Data Process

April 1, 2026 · View on GitHub

This folder contains python files for processing the data.

Overview of processing

ERA5 data is provided in .h5 file format. Often data for several years and several variables is split up into files for each respective year, then containing the data for all variables, all timepoints during that year and all spatial locations. Each h5 file represents a dataset that contains additional metadata relevant for the processing of the data.

Directory structure

This folder is organized as follows:

makani
├── ...
├── data_process                         # code related to pre-processing the data
│   ├── annotate_dataset.py              # annotation of the dataset
│   ├── concatenate_dataset.py           # concatenation of data files across several years
│   ├── convert_makani_output_to_wb2.py  # converting makani output to wb2 format
│   ├── convert_wb2_to_makani_input.py   # convert wb2 input in makani format
│   ├── data_process_helpers.py          # helper functions for distributed Welford reductions
│   ├── generate_wb2_climatology.py      # generate mask and dataset for climatology data
│   ├── get_histograms.py                # compute histograms for each variable over a dataset
│   ├── get_stats.py                     # compute power spectra for each variable over a dataset
│   ├── get_stats.py                     # calculate stats from the dataset
│   ├── h5_convert.py                    # reformat h5 files to enable compression/chunking
│   ├── merge_wb2_dataset.py             # add additional fields to an existing makani dataset from the Weatherbench dataset repo
│   ├── postprocess_stats.py             # postprocessg of stats
│   ├── wb2_helpers.py                   # wb2 helper functions
│   └── Readme.md                        # this file
...

Annotate dataset

For scoring, the .h5 files are expected to be annotated with the correct metadata and dates. annotate_dataset.py modifies the files such that all relevant metadata is contained in the dataset, and that these metadata is universally equal across different dataset. Here, the original data is read, and for each file, metadata timestamps, latitude, longitude and channel are copied from the original file. Labels are provided in a uniform way. Timestamps are edited by converting the start sample into UTC time zone and deriving all following time samples from the UTC converted one. This ensure a unform time information across datasets.

Concatenate dataset

concatenate_dataset.py creates a virtual dataset by combining several .h5 files into a single (virtual) dataset. This virtual dataset represents data from several years.

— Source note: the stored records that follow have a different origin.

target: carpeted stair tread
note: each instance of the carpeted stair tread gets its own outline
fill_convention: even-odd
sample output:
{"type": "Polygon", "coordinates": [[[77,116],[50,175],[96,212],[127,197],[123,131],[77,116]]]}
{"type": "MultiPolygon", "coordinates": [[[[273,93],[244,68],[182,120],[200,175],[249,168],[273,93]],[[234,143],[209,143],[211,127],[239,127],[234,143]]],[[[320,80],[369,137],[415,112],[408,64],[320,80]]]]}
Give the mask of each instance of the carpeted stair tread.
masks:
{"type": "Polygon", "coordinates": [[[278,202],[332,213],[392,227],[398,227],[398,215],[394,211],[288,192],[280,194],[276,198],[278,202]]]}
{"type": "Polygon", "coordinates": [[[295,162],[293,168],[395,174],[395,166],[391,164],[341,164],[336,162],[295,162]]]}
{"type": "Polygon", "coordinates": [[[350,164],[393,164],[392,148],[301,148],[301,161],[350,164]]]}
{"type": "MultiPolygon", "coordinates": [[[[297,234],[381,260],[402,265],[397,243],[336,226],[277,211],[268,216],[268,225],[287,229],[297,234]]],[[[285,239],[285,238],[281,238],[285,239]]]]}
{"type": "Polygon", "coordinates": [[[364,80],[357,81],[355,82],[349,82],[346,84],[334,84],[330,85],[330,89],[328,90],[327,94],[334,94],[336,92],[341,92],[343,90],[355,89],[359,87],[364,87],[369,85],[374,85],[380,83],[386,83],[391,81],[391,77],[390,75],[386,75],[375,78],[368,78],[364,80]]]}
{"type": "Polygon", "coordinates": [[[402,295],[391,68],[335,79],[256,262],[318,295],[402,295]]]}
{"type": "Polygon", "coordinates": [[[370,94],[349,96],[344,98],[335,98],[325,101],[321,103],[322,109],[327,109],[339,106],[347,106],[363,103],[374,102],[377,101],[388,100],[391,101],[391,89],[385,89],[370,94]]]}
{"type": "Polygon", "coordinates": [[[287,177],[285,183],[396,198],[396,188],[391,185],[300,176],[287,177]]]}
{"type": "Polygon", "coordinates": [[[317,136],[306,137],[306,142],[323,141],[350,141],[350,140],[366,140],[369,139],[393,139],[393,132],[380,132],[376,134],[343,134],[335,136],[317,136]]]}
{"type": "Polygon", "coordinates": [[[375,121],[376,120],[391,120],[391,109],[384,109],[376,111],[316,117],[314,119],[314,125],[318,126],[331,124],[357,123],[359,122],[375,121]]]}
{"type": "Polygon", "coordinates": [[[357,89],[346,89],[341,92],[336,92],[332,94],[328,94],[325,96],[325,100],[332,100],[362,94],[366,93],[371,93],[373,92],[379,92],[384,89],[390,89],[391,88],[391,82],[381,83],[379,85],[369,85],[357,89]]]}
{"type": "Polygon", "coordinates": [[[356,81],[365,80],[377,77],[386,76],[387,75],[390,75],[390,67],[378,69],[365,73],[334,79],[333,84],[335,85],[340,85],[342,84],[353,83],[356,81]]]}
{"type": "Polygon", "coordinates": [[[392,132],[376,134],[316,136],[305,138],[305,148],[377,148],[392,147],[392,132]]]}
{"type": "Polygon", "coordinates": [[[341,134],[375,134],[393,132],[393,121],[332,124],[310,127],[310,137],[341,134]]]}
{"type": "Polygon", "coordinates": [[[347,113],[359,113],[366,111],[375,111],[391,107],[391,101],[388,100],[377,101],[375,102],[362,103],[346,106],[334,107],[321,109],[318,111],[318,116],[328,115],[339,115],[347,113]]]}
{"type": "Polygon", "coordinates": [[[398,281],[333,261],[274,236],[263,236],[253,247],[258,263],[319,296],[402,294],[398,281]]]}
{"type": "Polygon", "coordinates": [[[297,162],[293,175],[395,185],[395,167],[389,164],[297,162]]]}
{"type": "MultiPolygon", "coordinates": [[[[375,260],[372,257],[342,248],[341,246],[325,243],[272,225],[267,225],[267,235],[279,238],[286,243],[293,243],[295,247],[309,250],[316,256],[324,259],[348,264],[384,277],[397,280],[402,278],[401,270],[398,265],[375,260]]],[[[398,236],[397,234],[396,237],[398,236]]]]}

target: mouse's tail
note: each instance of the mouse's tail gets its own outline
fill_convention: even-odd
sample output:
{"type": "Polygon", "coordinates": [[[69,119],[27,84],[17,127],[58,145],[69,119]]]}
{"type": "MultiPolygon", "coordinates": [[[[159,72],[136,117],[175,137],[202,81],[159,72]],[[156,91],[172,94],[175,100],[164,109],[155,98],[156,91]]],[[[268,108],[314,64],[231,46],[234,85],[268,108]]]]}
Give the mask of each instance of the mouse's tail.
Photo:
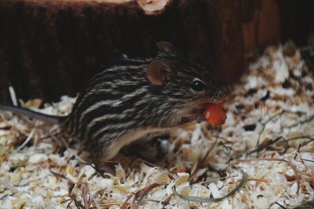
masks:
{"type": "Polygon", "coordinates": [[[49,123],[61,123],[67,118],[67,116],[46,115],[29,109],[3,104],[0,104],[0,110],[12,112],[19,115],[25,115],[49,123]]]}

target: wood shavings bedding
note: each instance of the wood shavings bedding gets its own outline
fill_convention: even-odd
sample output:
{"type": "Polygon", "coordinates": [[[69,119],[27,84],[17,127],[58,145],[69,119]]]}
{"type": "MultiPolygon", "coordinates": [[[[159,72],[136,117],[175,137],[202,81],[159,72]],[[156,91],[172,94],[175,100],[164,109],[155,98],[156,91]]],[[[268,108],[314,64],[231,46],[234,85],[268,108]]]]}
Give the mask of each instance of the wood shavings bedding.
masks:
{"type": "MultiPolygon", "coordinates": [[[[313,76],[297,50],[289,56],[283,51],[267,48],[231,88],[225,124],[202,123],[143,139],[122,149],[115,175],[105,178],[73,151],[59,148],[46,131],[0,112],[0,208],[279,208],[313,200],[313,76]],[[220,198],[242,172],[248,181],[222,201],[188,201],[174,192],[220,198]]],[[[40,111],[65,115],[75,100],[64,96],[40,111]]],[[[38,102],[22,104],[39,111],[38,102]]],[[[52,133],[58,128],[33,123],[52,133]]]]}

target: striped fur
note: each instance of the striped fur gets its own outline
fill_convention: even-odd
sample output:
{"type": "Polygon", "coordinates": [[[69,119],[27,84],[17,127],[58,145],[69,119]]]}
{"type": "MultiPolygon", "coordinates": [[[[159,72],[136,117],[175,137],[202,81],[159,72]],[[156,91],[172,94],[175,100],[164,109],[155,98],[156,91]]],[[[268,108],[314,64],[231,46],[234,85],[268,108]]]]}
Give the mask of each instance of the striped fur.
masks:
{"type": "Polygon", "coordinates": [[[124,59],[87,83],[63,129],[71,136],[87,140],[96,157],[107,159],[150,130],[194,120],[204,104],[228,94],[210,71],[178,53],[160,53],[154,59],[124,59]],[[155,60],[172,68],[173,76],[165,86],[154,86],[146,78],[146,68],[155,60]],[[205,84],[205,91],[193,90],[195,79],[205,84]]]}

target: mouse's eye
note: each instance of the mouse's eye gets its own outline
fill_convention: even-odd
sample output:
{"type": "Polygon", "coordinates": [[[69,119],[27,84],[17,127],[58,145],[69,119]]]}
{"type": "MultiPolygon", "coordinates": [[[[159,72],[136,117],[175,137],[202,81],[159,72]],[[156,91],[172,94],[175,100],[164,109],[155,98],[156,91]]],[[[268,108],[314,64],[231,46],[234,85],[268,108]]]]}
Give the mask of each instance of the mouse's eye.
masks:
{"type": "Polygon", "coordinates": [[[200,81],[194,81],[191,87],[195,91],[201,91],[205,89],[205,86],[200,81]]]}

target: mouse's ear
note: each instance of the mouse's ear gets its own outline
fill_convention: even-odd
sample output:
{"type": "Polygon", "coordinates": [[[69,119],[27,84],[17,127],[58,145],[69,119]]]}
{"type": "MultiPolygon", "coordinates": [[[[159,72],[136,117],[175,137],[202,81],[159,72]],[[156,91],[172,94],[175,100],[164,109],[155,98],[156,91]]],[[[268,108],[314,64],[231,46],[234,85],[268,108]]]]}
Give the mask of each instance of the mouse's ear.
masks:
{"type": "Polygon", "coordinates": [[[177,53],[177,49],[171,44],[167,42],[161,42],[157,43],[157,47],[161,52],[167,54],[177,53]]]}
{"type": "Polygon", "coordinates": [[[169,64],[161,60],[154,60],[148,64],[146,76],[150,83],[156,86],[165,86],[170,80],[172,69],[169,64]]]}

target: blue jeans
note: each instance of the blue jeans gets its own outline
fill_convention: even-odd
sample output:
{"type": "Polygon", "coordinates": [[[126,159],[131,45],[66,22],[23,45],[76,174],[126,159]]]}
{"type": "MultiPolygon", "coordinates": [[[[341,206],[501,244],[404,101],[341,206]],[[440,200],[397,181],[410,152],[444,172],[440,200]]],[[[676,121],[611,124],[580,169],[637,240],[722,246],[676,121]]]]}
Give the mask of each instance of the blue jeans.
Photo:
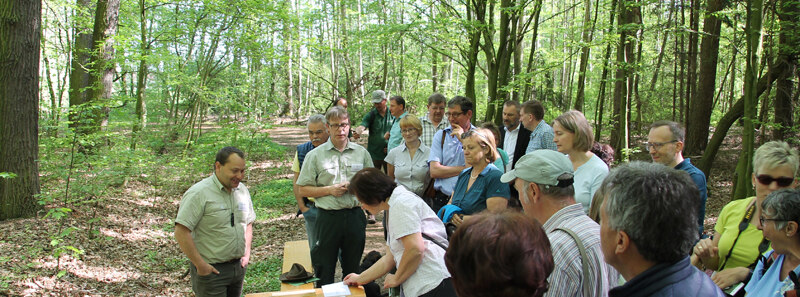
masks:
{"type": "Polygon", "coordinates": [[[317,243],[317,234],[314,232],[314,225],[317,223],[317,212],[319,211],[314,204],[307,204],[308,210],[303,213],[303,219],[306,220],[306,234],[308,235],[308,249],[314,247],[317,243]]]}

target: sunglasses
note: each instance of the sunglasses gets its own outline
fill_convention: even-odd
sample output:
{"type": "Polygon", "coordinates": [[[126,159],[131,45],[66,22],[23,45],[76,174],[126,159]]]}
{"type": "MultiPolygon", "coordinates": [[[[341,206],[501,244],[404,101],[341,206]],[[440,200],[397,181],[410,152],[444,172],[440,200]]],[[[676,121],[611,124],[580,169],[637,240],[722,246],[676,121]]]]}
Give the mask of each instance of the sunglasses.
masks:
{"type": "Polygon", "coordinates": [[[771,185],[772,182],[776,182],[776,183],[778,183],[779,187],[788,187],[789,185],[792,184],[792,182],[794,182],[794,178],[793,177],[777,177],[777,178],[775,178],[775,177],[772,177],[772,176],[769,176],[769,175],[766,175],[766,174],[761,174],[761,175],[756,176],[756,180],[758,180],[758,182],[761,183],[762,185],[767,185],[767,186],[771,185]]]}

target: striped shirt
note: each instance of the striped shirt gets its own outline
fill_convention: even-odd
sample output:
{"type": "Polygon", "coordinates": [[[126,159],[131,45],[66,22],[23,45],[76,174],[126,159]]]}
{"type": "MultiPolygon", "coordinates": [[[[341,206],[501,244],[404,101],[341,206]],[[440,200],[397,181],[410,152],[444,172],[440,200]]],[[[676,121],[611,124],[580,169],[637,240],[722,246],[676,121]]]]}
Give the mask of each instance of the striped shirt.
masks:
{"type": "Polygon", "coordinates": [[[588,281],[594,289],[590,296],[608,296],[608,290],[617,285],[619,273],[605,263],[600,250],[600,225],[592,221],[583,212],[579,203],[567,206],[553,214],[542,225],[553,251],[555,269],[547,279],[550,289],[544,296],[586,296],[583,282],[588,281]],[[556,230],[563,228],[572,230],[586,247],[589,258],[589,275],[592,279],[584,280],[582,260],[575,240],[567,232],[556,230]]]}
{"type": "Polygon", "coordinates": [[[422,140],[422,144],[427,147],[431,147],[433,135],[436,134],[436,131],[450,127],[450,121],[448,121],[447,118],[442,118],[442,120],[439,121],[439,125],[434,127],[433,122],[431,122],[431,120],[428,118],[429,115],[430,112],[419,118],[420,122],[422,122],[422,137],[419,139],[422,140]]]}

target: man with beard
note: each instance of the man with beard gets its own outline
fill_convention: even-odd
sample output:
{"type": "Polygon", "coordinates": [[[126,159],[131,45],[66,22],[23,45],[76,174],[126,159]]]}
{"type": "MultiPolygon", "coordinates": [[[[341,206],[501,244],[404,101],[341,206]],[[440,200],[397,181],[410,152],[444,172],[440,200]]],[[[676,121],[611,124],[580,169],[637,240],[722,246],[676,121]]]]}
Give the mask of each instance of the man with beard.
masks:
{"type": "Polygon", "coordinates": [[[350,179],[359,170],[372,167],[363,146],[350,142],[347,111],[334,106],[325,114],[330,139],[306,155],[297,187],[300,196],[316,198],[316,242],[311,263],[320,279],[317,286],[333,283],[336,261],[341,258],[342,275],[358,271],[364,252],[367,220],[361,203],[347,192],[350,179]]]}
{"type": "Polygon", "coordinates": [[[525,150],[531,140],[531,130],[525,129],[519,122],[519,109],[521,106],[519,102],[512,100],[503,103],[504,127],[500,130],[500,138],[503,141],[498,143],[497,147],[512,156],[511,163],[506,165],[506,172],[514,169],[519,158],[525,155],[525,150]]]}
{"type": "MultiPolygon", "coordinates": [[[[328,129],[325,127],[325,117],[321,114],[315,114],[308,118],[308,138],[311,141],[297,146],[297,152],[294,154],[294,162],[292,163],[292,171],[294,171],[294,179],[292,179],[292,190],[294,198],[297,200],[297,206],[300,208],[300,213],[303,214],[303,219],[306,222],[306,234],[308,234],[308,247],[314,246],[317,240],[314,234],[314,222],[317,221],[317,208],[314,206],[314,201],[303,197],[297,190],[297,177],[300,175],[300,168],[303,166],[306,155],[314,148],[328,141],[328,129]]],[[[312,198],[313,199],[313,198],[312,198]]]]}
{"type": "Polygon", "coordinates": [[[244,179],[244,152],[225,147],[214,174],[183,194],[175,219],[175,239],[189,258],[197,296],[239,296],[250,262],[256,219],[244,179]]]}
{"type": "Polygon", "coordinates": [[[392,128],[392,121],[394,120],[394,117],[386,108],[386,92],[383,90],[372,92],[372,107],[373,109],[364,115],[361,125],[356,127],[353,138],[359,139],[364,130],[369,130],[367,151],[372,157],[375,168],[381,169],[385,173],[386,161],[383,159],[386,159],[388,142],[384,136],[392,128]]]}
{"type": "Polygon", "coordinates": [[[427,147],[431,147],[436,131],[450,126],[450,121],[444,117],[445,103],[447,98],[442,94],[433,93],[428,97],[428,113],[419,119],[422,122],[422,136],[419,139],[427,147]]]}

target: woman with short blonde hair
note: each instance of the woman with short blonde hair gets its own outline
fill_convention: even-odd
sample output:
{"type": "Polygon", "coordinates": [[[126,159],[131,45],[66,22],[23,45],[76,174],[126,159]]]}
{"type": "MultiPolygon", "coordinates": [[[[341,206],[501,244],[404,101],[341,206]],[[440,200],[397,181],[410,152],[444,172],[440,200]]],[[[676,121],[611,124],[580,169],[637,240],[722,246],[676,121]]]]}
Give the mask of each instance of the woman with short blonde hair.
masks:
{"type": "Polygon", "coordinates": [[[608,165],[589,150],[594,144],[592,126],[577,110],[567,111],[553,122],[553,142],[559,152],[567,154],[575,170],[575,201],[589,213],[592,197],[608,175],[608,165]]]}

Compute statistics and histograms

get_stats.py several statistics calculated for either a folder containing several h5 files, or a combined h5f dataset (virtual dataset, concatenated across several years). Calculated stats are: global_means, global_stds, mins, maxs, time-means, time_diff_means_dt, time_diff_stds_dt. In a similar fashion, get_histograms.py computes histograms from the dataset

Weatherbench

Makani contains several files to enable scoring consistent with Weatherbench2. generate_wb2_climatology.py computes climatology data provided by WeatherBench2 (ERA5 data, averaged data from 1990 - 2019) and converts them to a h5 dataset. Additionally, generates a climatology masks used by WB. Other helper functions are contained in wb2_helpers.py. convert_wb2_to_makani_input can be used to convert Weatherbench2 data such as the ARCO-ERA5 dataset to a makani-compatible format. convert_makani_output_to_wb converts makani inference output to Weatherbench2.

Data Processing Examples

Creating a Makani dataset from Weatherbench (ARCO-ERA5):

Below is a minimal end-to-end example for converting ARCO-ERA5 (Weatherbench2) Zarr data into Makani-compatible yearly .h5 files.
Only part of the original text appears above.